Doubtful

 

Solitudes and other early poems, Antonio Machado, translated by Michael Smith and Luis Ingelmo, (165pp,, Shearsman)

Quantum Poetics, Gwyneth Lewis
(62pp, £9.95, Newscastle Centre for the Literary Arts/Bloodaxe)

 

 

The Spanish language is so different from English I wonder if reading a Spanish poet's poetry is really possible in translation. In this sense, it's an aside to say find some of these poems in the earlier Selected Poems (translated by Alan S Trueblood, Harvard UP 1982/2003) and you will find different English 'translations'; an aside, too, my experiment of putting lines of the Spanish into the online translator and, to my mind, finding something more fluent. A very small sample, of course, I wouldn't bank on 150 pages coming back to me, even with small rearrangements of grammar, as an authentic carrying over.

 

For the harsher reality is that the two languages - the two climates and cultures? - arise from different sounds of being human.
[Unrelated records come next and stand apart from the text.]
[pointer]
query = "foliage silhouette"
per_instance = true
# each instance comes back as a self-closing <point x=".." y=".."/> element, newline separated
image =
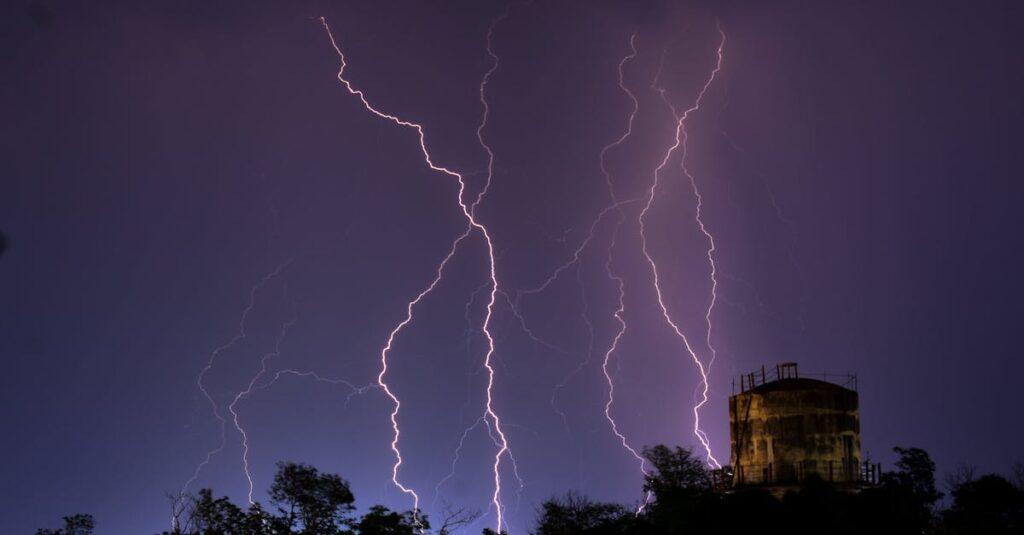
<point x="685" y="497"/>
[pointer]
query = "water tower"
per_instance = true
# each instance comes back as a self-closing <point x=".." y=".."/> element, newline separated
<point x="784" y="427"/>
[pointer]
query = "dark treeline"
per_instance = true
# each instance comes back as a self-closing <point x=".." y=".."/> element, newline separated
<point x="685" y="497"/>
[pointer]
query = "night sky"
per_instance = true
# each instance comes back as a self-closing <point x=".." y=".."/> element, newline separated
<point x="859" y="166"/>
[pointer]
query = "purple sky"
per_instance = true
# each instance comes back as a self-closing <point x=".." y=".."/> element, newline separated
<point x="860" y="172"/>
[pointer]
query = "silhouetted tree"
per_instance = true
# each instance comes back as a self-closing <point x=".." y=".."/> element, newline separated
<point x="987" y="505"/>
<point x="316" y="503"/>
<point x="573" y="513"/>
<point x="74" y="525"/>
<point x="381" y="521"/>
<point x="684" y="498"/>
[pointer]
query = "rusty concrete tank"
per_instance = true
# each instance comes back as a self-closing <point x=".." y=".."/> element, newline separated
<point x="784" y="427"/>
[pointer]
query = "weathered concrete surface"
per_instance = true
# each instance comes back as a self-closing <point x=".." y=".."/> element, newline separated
<point x="784" y="430"/>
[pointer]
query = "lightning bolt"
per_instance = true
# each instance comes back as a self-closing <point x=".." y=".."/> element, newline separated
<point x="215" y="408"/>
<point x="249" y="388"/>
<point x="612" y="276"/>
<point x="495" y="421"/>
<point x="253" y="387"/>
<point x="680" y="143"/>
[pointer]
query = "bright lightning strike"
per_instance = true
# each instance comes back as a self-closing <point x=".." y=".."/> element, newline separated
<point x="473" y="224"/>
<point x="209" y="365"/>
<point x="249" y="388"/>
<point x="680" y="143"/>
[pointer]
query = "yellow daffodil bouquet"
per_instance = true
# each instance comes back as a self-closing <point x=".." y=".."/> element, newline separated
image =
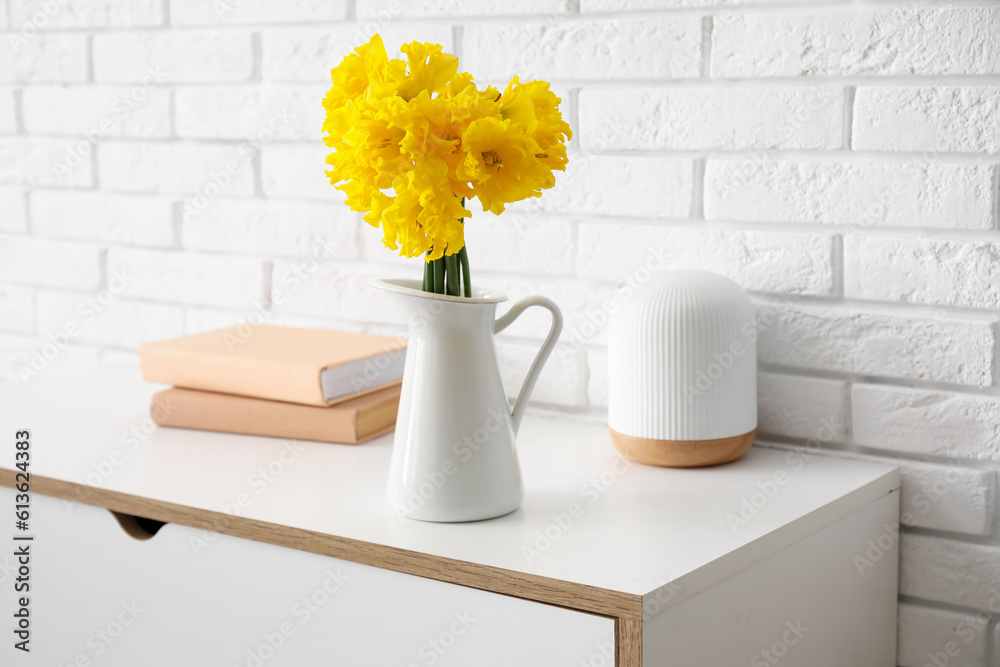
<point x="413" y="140"/>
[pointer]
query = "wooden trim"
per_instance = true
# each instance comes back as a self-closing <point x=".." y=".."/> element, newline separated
<point x="628" y="642"/>
<point x="577" y="597"/>
<point x="682" y="453"/>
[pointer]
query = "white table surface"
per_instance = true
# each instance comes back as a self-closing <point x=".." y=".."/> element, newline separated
<point x="638" y="530"/>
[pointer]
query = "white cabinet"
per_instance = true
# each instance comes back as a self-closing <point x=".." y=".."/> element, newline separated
<point x="283" y="553"/>
<point x="102" y="596"/>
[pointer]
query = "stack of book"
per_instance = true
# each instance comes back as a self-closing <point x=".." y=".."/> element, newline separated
<point x="286" y="382"/>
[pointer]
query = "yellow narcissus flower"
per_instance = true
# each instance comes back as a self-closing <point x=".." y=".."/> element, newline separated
<point x="412" y="139"/>
<point x="502" y="163"/>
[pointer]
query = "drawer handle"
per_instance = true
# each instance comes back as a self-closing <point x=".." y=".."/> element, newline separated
<point x="138" y="527"/>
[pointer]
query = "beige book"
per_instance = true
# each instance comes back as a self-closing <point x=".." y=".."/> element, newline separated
<point x="292" y="364"/>
<point x="350" y="422"/>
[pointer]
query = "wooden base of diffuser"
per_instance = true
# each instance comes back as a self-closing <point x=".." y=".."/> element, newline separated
<point x="682" y="453"/>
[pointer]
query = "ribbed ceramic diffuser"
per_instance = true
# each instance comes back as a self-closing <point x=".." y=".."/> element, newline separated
<point x="683" y="371"/>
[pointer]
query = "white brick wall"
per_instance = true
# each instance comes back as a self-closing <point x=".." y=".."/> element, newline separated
<point x="840" y="160"/>
<point x="958" y="640"/>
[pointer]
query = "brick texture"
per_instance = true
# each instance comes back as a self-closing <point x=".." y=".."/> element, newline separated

As far as I can see, Machado (1875-1939) left no sound recordings, none on YouTube anyway, which does have other people reading his poems, and their voices - as Machado's would have been - have a radically other presence.

 

Just a few examples of variable translation in the book under review. In poem XXV111, Michael Smith has 'the pallor in our visages', which seemed to me awkward in the extreme; the web translator gave me 'our faces pale' which might better be 'our pale faces'; the Spanish has: 'de nuestroa rostos p‡lidos'.

 

A more curious instance: the opening line of XLVII (The gallows), for which Smith has: 'Dawn was breaking'. This seemed to be ordinary, obvious; the online transaltor gave me 'Dawn pecked', which I rather like. The Spanish: 'La aurora asomaba'. (Neither poem appeared in the Selected Poems).

 

I do find much of the translation awkward, and in part because it seems to lack voice; of course it lacks Machado's and there's no avoiding the difference. But I mean I cannot hear an original translating voice, Machado's is lost and there isn't the living thing in its place. Perhaps these 'early poems' are heard also by Spanish readers as apprentice works. Here is the whole of XXV ( ... in the original):

 

   Delicate rustle of tunics

   over the barren earth ...

   And the sonorous weeping

   of the old bells.

 

   The dying embers

   of the horizon smoulder ...

   White household spectres

   kindling stars.

 

   'Open the balcony window.

   The hour of rapture approaches ...

   The evening is fast asleep

   and the bells are dreaming.'

 

 

A niggle about Gwyneth Lewis's Quantum Poetics is that it has not been well copy-edited: small moments where it seems a sentence has been changed in typescript or by hand and not corrected before printing. A more central cavil I have is the assumption that 'we' are all in this as to understanding and practice, in the making of poems. On page 36, speaking - these chapters do come across as publically spoken - on the work of Anne Carson she says, 'Carson's collage engages us sufficiently....' I object to that 'us', which is assumed throughout. And I'm not sure that the lectures' title means more than an intelligent talk about poetry. She does speak of quantum physics specifically, but to what different end?

 

Another - and confessional - way of saying this is that I read straight through the book slowly and it hasn't stayed with me. Very likely my fault,

 

Anyway, returning to it now, to pages I have marked, I am again doubtful, for instance about how the third lecture begins: 'Every poem is a cosmology'. Is it? She brings in Skaldic poetry, the Exeter Book, Dafydd ap Gwilym, Paul Muldoon, and so on, all of which or whom I was glad to be reminded, and on to cynghanedd - interesting and reminding me how daunting - on to David Bohm, theoretical physicist (new to me) and mental processes and (the final page) to Hugh of Saint Victor on exile.

 

No bad thing for these connections to be made to a wider reading public, not least of Welsh literary history, and to seek to connect in Bohm and Einstein, to discuss time-space and to wonder about the truths of poetry, and here is Manley Hopkins and Dylan Thomas and not to forget Taliesin's shape-shifting and (p.20) the question whether poetry 'can be a health-giving activity'or have 'injurious effects' - Yes, the book is different and I have talked myself into re-reading it fragmentarily.

 

Whether or not 'quantum' carries particular and enlightening meaning here, the book as cross-referencing is worth, as one might say, hearing.